Opinión
Salvar al campechano
Por David Torres
Escritor
Por esos misterios extraños que guían los destinos de la monarquías europeas, HBO ha decidido estrenar el documental Salvar al rey (un supuestamente demoledor resumen de los aspectos menos conocidos de la biografía de Juan Carlos I) al mismo tiempo que se celebraban las honras fúnebres por Isabel II de Inglaterra. Si se trataba de contraprogramar una muerte a todo tren con una vida a todo trapo, no cabe duda de que la jugada les ha salido redonda, aunque lo primero que salta a la vista, tras un somero repaso a los testimonios y veredictos vertidos durante dos horas y media escasas, es que tampoco había para tanto. Los elementos verdaderamente nuevos se limitan a unas cuantas grabaciones dignas de la prensa rosa mientras que la parte sumergida del iceberg, una auténtica cordillera de mierda, ya la conocíamos desde hace años.
El leit-motiv del documental es una moneda de euro con la cara del rey Juan Carlos que gira y gira ofreciendo mejor siempre su mejor perfil, sin caer jamás de canto y olvidando el otro lado de la moneda: la cruz que llevamos soportando los españoles cuatro decenios y pico. De hecho, basta la elección de ese rostro inconfundible (como si no hubiera un solo personaje histórico capaz de comparársele, en la ciencia, la política o las artes, de Cortés a Cervantes, de Cajal a Zambrano) para explicar algunas de las principales taras de esta democracia traída de la mano de un títere borbónico puesto a dedo por el mayor genocida de la historia de España.
Se habla de una prensa reducida a papel higiénico desde aquel lejano día de 1956 en que el futuro monarca mató a su hermano pequeño, Alfonso, de un tiro en la cabeza en el exilio de Estoril y el nombre de Juan Carlos ni siquiera apareció a pie de página. Se habla de un accidente con un arma de fuego, sin comentar las costumbres cinegéticas de esta peculiar familia, tan apegada a las escopetas, las pistolas y los rifles de caza. Se habla de una fotoperiodista, Queca Campillo, dedicada en cuerpo y alma al servicio de su majestad, con la que se veía en una furgoneta aparcada cerca de la Zarzuela. Se habla de otra amante cinco estrellas, Bárbara Rey, que empezó a chantajearlo y a la que pagaron una millonada de dinero público más un programa a medida en TVE. Se habla de reportajes clausurados antes de publicarse y de una revista comprada por su entonces amigo Mario Conde antes de que siguiera informando más de la cuenta. Se habla de un señor que deja en suspenso las funciones de Jefe de Estado para darse la vida padre en Suiza. Se habla de unos servicios secretos reconvertidos en poceros, unos funcionarios públicos que no tenían otro trabajo que ir limpiando los rastros de porquería que el rey iba dejando por todas partes, en su trato diario con barraganas, empresarios sin escrúpulos, banqueros ciegos de ambición y traficantes de armas.

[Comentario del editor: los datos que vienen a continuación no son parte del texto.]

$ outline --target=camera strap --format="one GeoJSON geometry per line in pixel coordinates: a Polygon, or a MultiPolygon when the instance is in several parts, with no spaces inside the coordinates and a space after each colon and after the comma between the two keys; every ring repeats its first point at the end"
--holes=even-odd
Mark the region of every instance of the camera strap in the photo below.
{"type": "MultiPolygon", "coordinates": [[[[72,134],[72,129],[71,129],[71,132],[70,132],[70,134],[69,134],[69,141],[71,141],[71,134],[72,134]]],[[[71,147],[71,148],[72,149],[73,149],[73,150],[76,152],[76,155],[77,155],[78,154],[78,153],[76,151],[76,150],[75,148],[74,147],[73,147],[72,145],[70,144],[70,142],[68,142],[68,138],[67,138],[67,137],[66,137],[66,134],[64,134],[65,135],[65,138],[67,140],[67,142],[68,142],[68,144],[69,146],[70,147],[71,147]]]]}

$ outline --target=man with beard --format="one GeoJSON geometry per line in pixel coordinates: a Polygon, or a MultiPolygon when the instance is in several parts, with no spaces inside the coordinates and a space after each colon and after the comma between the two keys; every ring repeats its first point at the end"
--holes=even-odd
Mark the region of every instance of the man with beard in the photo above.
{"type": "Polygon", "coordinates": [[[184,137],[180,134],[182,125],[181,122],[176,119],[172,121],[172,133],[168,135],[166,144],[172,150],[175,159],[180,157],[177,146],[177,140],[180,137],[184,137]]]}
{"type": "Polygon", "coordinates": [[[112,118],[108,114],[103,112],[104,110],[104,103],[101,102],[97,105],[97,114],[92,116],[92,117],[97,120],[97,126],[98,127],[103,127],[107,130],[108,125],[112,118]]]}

Hay unos cuantos periodistas (Pepe García Abad, Ana Pardo de Vera) que mantienen en alto la antorcha de la profesión, pero también hay otros, como la inefable Victoria Prego, que continúan impertérritos su labor de mamporreros, intentando sostener los palos del sombrajo cuando hace años que el sombrajo está por los suelos. Casi de pasada, un ex agente del CESID comenta que el verdadero motor intelectual del 23-F fue el mismísimo rey Juan Carlos y a continuación un analista experto en espionaje asegura que la tan cacareada actuación del rey en televisión fue la guinda de una operación de inteligencia prácticamente perfecta. Da bastante vergüenza escuchar a Fernando Onega, y a otros tantos como él, fingiendo su escándalo ante las lastimosas revelaciones de los últimos años, como si no hubieran sido ellos mismos los que forjaron sus exitosas carreras a base de cerrar mucho los ojos, los oídos y la boca. Por un momento da la impresión de estar viendo al gendarme de Casablanca precintando el bar de Rick mientras se mete la ganancias en la gorra. En cuanto al testimonio sacerdotal de José Bono, predicando que el rey es humano y no divino, no se sabe si da más asco que risa o más risa que asco.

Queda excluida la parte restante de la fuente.